Thanks teacup. 
'all the money the government has comes from the private sector'
I think it would make sense for people to move away from this input-output model of economics, because it's not how the whole thing operates. It's more about keeping money moving around, about the flow of cash within the entire system, and whether it is sufficiently spread out and reinvested for the common good.
For example, if you are a private sector construction company building a motorway, or a large public building (law court, academy, GP surgery), your money has invariably some from the taxpayer in almost all cases. If you are a large-scale publishing company like, say, Pearson, then quite a bit of your profits are coming from underpaid teachers and academics in the public sector writing books for you for practically nothing (for example only £300 for writing an entire reference book) , and then you selling them to the school, library and university sector at an enormous markup (£7 profit per copy). Network Rail are a large private company running our railways, and developing related infrastructure, and the railways were originally built by private companies, but modernisation of infrastructure generally has to be funded by and accountable to the taxpayer for various reasons, safety being one of them.

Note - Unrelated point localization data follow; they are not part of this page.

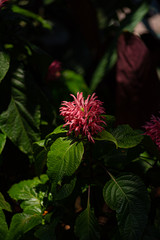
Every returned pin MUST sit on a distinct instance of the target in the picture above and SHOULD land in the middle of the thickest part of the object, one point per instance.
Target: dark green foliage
(55, 186)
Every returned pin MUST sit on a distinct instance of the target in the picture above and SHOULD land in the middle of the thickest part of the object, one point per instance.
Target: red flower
(54, 71)
(153, 130)
(83, 116)
(1, 3)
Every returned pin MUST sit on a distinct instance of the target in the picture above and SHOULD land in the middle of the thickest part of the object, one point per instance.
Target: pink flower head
(54, 71)
(83, 116)
(153, 130)
(1, 3)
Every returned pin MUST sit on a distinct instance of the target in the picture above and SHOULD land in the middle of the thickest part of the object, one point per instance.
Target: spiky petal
(83, 116)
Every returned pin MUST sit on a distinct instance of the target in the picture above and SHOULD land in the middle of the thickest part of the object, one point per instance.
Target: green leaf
(64, 158)
(106, 136)
(20, 122)
(86, 226)
(2, 141)
(32, 15)
(3, 204)
(59, 131)
(75, 82)
(47, 232)
(26, 191)
(128, 196)
(3, 226)
(66, 189)
(4, 64)
(22, 223)
(126, 137)
(40, 156)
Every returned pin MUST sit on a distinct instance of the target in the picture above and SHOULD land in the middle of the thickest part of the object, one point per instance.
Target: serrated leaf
(40, 156)
(64, 158)
(66, 190)
(75, 82)
(20, 122)
(59, 131)
(3, 226)
(26, 191)
(126, 137)
(106, 136)
(3, 204)
(4, 64)
(47, 232)
(128, 196)
(22, 223)
(2, 141)
(29, 14)
(86, 226)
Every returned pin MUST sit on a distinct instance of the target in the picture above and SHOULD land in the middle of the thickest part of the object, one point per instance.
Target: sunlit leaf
(22, 223)
(64, 158)
(75, 82)
(66, 189)
(106, 136)
(20, 122)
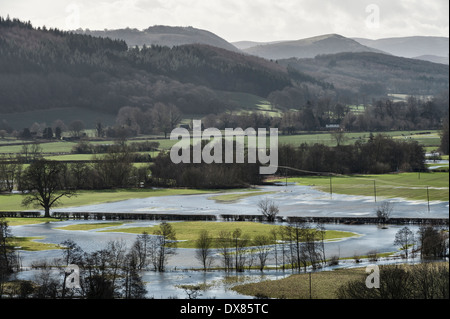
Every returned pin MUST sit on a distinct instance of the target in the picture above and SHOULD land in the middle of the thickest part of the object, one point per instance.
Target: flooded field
(292, 200)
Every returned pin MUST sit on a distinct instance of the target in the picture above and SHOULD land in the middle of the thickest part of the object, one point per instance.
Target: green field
(188, 232)
(12, 202)
(30, 244)
(324, 285)
(412, 186)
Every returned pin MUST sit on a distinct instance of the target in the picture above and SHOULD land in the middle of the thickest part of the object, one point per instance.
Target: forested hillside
(48, 68)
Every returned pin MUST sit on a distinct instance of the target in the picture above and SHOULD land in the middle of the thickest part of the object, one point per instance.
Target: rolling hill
(369, 72)
(164, 36)
(307, 48)
(419, 47)
(48, 69)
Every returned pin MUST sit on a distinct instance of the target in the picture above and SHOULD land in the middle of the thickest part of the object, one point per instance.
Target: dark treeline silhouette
(380, 154)
(44, 69)
(47, 68)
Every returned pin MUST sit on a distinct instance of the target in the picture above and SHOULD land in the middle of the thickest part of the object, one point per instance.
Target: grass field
(323, 285)
(27, 221)
(188, 232)
(30, 244)
(412, 186)
(12, 202)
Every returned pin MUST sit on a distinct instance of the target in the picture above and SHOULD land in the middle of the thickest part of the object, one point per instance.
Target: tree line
(43, 179)
(111, 272)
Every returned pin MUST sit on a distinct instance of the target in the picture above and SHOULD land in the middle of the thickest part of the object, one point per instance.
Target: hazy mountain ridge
(410, 47)
(163, 36)
(308, 48)
(387, 73)
(44, 69)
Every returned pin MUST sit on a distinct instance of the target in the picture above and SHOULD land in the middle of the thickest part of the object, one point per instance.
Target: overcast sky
(235, 20)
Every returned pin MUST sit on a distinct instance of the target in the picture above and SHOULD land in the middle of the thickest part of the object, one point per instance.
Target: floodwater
(292, 200)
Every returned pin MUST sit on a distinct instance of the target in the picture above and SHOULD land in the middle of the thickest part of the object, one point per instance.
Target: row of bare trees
(430, 242)
(111, 272)
(295, 246)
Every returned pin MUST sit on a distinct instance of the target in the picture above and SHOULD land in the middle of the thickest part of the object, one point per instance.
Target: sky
(238, 20)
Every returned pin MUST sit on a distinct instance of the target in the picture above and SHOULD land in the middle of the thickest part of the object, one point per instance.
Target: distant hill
(308, 48)
(49, 69)
(410, 47)
(433, 58)
(369, 73)
(164, 36)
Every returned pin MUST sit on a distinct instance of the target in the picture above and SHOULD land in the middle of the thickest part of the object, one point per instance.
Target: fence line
(234, 217)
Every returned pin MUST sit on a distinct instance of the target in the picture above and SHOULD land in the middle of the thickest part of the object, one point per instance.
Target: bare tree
(262, 243)
(224, 243)
(45, 183)
(166, 117)
(404, 238)
(204, 252)
(268, 208)
(339, 136)
(166, 239)
(10, 170)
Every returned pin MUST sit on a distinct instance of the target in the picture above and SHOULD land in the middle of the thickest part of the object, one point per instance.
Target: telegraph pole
(331, 187)
(375, 191)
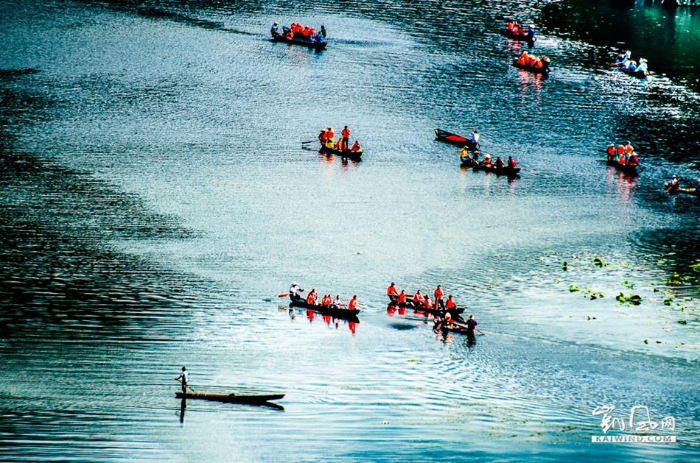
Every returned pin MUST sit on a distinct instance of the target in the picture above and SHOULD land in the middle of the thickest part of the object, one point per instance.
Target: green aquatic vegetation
(632, 299)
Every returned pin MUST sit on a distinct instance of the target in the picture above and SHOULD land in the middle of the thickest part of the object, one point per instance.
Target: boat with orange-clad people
(532, 63)
(300, 35)
(515, 31)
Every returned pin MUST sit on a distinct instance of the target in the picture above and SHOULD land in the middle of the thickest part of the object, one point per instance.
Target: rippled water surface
(157, 198)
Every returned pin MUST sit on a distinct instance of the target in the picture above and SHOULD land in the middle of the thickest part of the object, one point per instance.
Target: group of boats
(498, 167)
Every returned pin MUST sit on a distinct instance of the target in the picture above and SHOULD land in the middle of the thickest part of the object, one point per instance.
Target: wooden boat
(523, 35)
(543, 70)
(260, 399)
(454, 139)
(626, 169)
(333, 311)
(356, 155)
(318, 46)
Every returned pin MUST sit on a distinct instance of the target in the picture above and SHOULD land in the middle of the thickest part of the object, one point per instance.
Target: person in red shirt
(346, 138)
(438, 296)
(392, 292)
(402, 298)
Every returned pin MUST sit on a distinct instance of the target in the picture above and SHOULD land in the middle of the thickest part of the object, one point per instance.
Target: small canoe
(318, 46)
(624, 168)
(333, 311)
(454, 139)
(508, 171)
(543, 70)
(629, 72)
(356, 155)
(523, 35)
(231, 398)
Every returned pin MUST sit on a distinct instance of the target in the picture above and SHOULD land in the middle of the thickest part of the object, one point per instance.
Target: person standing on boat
(471, 325)
(294, 291)
(392, 292)
(439, 294)
(611, 152)
(345, 133)
(184, 379)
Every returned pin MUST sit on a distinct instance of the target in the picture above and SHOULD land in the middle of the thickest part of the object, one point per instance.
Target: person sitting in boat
(330, 137)
(312, 297)
(673, 185)
(418, 300)
(633, 160)
(294, 291)
(402, 298)
(611, 152)
(392, 292)
(620, 152)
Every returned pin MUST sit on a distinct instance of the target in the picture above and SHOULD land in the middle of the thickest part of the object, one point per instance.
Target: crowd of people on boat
(327, 139)
(298, 31)
(516, 29)
(529, 61)
(622, 154)
(625, 62)
(326, 301)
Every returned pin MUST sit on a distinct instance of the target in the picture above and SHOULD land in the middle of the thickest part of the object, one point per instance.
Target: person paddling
(184, 379)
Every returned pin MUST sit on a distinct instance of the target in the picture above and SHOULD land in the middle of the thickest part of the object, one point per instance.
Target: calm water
(156, 198)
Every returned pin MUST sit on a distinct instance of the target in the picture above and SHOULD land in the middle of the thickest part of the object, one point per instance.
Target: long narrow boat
(543, 70)
(626, 169)
(523, 35)
(318, 46)
(356, 155)
(454, 139)
(231, 398)
(511, 172)
(333, 311)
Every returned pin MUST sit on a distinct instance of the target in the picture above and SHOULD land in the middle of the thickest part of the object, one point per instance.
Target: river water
(157, 197)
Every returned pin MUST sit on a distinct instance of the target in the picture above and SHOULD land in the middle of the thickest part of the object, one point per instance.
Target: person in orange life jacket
(418, 300)
(311, 297)
(628, 149)
(633, 160)
(620, 152)
(611, 152)
(392, 292)
(450, 304)
(402, 297)
(438, 295)
(345, 133)
(326, 300)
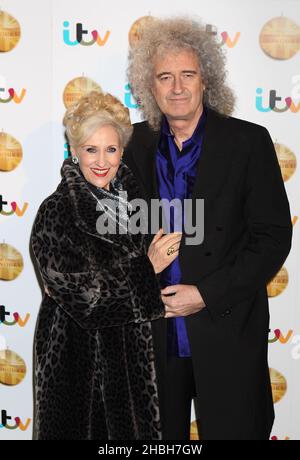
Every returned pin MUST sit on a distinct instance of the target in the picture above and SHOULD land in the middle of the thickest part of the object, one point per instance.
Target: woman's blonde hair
(161, 36)
(92, 111)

Let's take it down a level, to smaller private businesses, or suppliers that could be private. The local grocery shop benefits indirectly from EU farming subsidies that make food supplies more reliable and cheaper for all of us (although it may not feel like that at the moment). We could remove these subsidies, and the associated controls, and leave it to the invisible hand of the market/private sector but then when your milk had melamine in it as happened in China, you would have to accept the risk. The local GP - that could be private, couldn't it? After all, in Jersey doctors are private as they don't have the NHS. I mean, anyone can afford to pay £20 to see a doctor, can't they, and it could save doctors' time? Actually what it means is that you start to see adverse selection as in the US, where people with more difficult or expensive health problems are unable to find insurance and also unable to afford the full costs of private medicine. This system culminates in increasing numbers of women not having any ante-natal care at all, and only seeking medical attention in labour, because hospitals in the US are legally obliged to accept them at no charge in such circumstances. It also means babies die and the US infant mortality rate figure are comparatively poor. Plus the proportion of Gross Domestic Product spent on medical care overall shoots right up as shareholders need a return, and businesses buy each other out and need to ensure leverage, so ultimately everyone is worse off without socialised medicine (as people in the US would call it).
So what we really need is a system where we take a step back and look at the greater good, and how the markets can serve that, rather than arguing about which side is right and which is wrong (as there is no entirely public or private market in existence). If we do that we can reform society in a way that serves modern lives, rather than chasing diminishing economic resources.